The Canadian Paediatric Society (CPS) has expressed concern about the risk of conflict of interest because some doctors involved in administering the Synagis program also receive research funding from AbbVie.
In 2015, CPS published a position statement on Synagis that makes it clear doctors involved in manufacturer-funded research should not be involved in deciding who gets the drug.
Chiu says the CPS statement makes a valid point, but it’s difficult to be completely independent from AbbVie, the sole distributor of Synagis in Canada.
“I have regular contact with the company, from product manager to regional representative, to discuss shipment issues, cold-chain breaks, invoices, etc.,” he said.
“It’s the only pharmaceutical company I’ve ever had contact with up in Nunavut. I haven’t had any others contact me,” Barker said.
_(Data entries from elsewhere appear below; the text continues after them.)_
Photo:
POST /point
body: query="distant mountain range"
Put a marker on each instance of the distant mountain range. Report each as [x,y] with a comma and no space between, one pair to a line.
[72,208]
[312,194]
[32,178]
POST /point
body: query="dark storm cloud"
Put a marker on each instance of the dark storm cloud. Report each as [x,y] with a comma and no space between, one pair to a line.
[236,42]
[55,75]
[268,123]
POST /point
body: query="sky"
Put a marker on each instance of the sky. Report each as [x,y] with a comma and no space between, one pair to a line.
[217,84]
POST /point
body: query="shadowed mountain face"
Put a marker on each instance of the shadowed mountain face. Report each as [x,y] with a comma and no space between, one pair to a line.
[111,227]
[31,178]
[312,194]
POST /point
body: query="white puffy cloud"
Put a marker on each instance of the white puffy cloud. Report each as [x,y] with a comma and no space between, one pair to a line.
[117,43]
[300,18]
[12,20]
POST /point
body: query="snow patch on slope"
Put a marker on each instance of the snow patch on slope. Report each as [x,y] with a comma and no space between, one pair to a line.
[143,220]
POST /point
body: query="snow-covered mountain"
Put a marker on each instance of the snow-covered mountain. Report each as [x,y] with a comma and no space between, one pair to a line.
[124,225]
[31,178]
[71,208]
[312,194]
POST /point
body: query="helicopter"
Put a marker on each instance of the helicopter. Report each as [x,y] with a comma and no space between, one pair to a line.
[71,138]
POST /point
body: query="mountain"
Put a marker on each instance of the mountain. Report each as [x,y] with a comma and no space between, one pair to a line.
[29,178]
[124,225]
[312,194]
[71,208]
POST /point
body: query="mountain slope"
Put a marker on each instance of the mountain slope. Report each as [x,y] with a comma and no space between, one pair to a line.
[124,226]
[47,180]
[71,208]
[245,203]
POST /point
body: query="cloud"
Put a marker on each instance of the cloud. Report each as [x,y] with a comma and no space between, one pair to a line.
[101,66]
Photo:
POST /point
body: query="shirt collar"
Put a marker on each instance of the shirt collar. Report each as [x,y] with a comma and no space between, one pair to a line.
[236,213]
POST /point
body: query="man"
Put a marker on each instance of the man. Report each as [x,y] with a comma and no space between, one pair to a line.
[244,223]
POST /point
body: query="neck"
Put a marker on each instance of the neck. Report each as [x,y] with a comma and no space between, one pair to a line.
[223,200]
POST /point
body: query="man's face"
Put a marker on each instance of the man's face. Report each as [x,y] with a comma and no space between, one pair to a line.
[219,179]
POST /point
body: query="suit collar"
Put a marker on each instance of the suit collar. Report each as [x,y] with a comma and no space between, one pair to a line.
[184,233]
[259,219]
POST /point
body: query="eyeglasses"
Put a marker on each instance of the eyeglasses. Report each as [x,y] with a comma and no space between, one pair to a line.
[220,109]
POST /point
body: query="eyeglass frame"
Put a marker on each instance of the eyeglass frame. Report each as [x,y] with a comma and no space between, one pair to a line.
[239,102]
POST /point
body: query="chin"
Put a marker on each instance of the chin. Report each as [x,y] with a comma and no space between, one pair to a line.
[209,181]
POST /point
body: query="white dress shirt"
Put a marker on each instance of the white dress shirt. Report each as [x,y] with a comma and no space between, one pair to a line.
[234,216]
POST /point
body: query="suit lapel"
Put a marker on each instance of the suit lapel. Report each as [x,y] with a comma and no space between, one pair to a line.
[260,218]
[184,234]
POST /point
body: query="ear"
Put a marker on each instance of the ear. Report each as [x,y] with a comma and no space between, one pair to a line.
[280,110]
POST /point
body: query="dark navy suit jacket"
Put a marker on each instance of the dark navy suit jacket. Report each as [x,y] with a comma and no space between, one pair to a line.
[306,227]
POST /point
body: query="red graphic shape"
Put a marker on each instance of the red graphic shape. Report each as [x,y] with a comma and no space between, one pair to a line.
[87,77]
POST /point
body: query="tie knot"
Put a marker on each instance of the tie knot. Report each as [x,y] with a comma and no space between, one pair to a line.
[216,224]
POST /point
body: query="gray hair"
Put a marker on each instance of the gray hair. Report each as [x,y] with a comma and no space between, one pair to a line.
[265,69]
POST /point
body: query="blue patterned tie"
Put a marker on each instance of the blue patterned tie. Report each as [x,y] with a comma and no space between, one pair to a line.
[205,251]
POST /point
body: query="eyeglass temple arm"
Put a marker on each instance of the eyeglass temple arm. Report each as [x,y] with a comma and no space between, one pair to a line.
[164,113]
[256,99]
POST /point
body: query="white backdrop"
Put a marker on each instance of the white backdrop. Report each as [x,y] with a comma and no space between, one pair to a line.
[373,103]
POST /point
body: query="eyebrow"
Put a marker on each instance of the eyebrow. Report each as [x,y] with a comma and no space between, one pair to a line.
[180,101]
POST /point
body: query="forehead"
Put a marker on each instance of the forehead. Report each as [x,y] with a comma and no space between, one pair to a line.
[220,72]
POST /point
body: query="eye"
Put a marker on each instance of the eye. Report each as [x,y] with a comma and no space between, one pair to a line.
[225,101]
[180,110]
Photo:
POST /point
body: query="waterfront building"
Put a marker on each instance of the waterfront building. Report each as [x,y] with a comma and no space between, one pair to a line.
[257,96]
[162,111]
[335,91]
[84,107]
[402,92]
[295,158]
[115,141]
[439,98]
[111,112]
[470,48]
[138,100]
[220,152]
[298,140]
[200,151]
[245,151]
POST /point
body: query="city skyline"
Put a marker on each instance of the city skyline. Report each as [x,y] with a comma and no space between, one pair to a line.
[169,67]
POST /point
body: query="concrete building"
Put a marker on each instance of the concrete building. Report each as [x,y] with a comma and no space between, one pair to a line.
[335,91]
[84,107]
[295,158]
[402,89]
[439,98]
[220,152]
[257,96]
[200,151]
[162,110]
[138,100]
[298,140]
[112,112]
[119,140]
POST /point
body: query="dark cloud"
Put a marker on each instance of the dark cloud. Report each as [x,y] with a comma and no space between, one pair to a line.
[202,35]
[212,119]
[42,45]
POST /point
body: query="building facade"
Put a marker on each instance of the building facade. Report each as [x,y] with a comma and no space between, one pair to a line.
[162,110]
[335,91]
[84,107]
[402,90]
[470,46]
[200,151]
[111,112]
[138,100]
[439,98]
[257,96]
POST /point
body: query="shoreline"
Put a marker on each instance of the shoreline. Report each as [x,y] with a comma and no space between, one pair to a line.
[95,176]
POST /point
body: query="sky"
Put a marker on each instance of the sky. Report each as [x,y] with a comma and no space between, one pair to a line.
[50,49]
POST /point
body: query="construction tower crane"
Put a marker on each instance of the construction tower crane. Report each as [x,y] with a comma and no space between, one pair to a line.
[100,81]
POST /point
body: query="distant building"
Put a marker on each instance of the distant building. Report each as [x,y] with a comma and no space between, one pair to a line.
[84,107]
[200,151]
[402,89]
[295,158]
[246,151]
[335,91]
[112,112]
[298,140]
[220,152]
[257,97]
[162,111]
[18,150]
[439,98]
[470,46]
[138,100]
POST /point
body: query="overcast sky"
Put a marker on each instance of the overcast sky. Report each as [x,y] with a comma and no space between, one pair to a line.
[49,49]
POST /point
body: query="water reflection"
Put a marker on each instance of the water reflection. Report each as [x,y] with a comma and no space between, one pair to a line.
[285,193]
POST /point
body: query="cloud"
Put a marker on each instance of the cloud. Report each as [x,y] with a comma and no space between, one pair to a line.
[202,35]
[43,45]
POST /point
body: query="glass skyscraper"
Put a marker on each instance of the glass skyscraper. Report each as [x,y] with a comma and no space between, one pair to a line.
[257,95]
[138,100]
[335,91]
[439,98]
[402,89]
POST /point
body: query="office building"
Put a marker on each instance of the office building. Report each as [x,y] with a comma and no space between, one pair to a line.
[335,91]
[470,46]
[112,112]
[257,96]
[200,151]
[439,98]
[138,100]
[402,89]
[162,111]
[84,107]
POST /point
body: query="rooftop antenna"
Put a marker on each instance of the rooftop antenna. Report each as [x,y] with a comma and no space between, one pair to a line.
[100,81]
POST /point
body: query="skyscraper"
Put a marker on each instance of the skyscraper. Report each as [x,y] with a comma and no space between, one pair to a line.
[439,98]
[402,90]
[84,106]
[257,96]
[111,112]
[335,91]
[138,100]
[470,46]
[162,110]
“We’ve got one of the highest RSV rates, so they see us a good candidate to maintain the purchasing of the product,” she said, adding that company sales representatives fly to the territory at least once a season.
Barker believes AbbVie is trying to encourage Nunavut to give the drug to more babies.
“It’s largely driven by them trying to convince us that we’re not providing appropriate care to Nunavummiut infants, and trying to convince us of the need, and some of the potential areas of benefit, if we were to make it universal.”
In an email, AbbVie said, “We work with all Canadian provinces and territories based on their own self-determined eligibility criteria for utilization. We abide by the Innovative Medicines Canada code of business conduct.”
AbbVie processes all the enrolment forms and informs family doctors which infants qualify and which ones are rejected, Health Ministry spokesperson David Jensen said in an email.
Although the cost of Synagis is out of reach for many families, the drug is available for private purchase. McKesson Specialty Pharmacy, which has locations across Canada, can fill the prescription. It’s not clear how many families try to buy the drug themselves. McKesson wouldn’t disclose sales numbers, or the price it charges for the drug.
“We are bound by contractual rules with the manufacturer,” McKesson said in an email. “The sales data belongs to the manufacturer and therefore McKesson Canada can’t provide you with this information.”
“You can’t blame the company for trying to make as much profit as they can before a better product comes along,” said Robinson. She added that there is disagreement about how widely used the drug would be if the cost was lower.
In the meantime, O’Dwyer-Manual won’t relax until summer.
RSV: Respiratory syncytial virus (RSV) sends more infants and toddlers to hospital than any other bug. And the virus causes 200,000 deaths in toddlers and infants around the world every year, according to the World Health Organization. It’s especially dangerous to premature infants and babies with heart and lung conditions. Everyone in the world is eventually infected with RSV, experts say, but most people don’t notice because the virus causes only mild cold symptoms in healthy people.
ABBVIE SALES FIGURES: According to AbbVie’s 2016 annual report to shareholders, international sales (net revenues) of Synagis were $ 730 million in 2016. AbbVie’s total net revenues from drug sales in Canada were $ 624 million. Synagis is one of 19 AbbVie drugs approved in the Canadian market.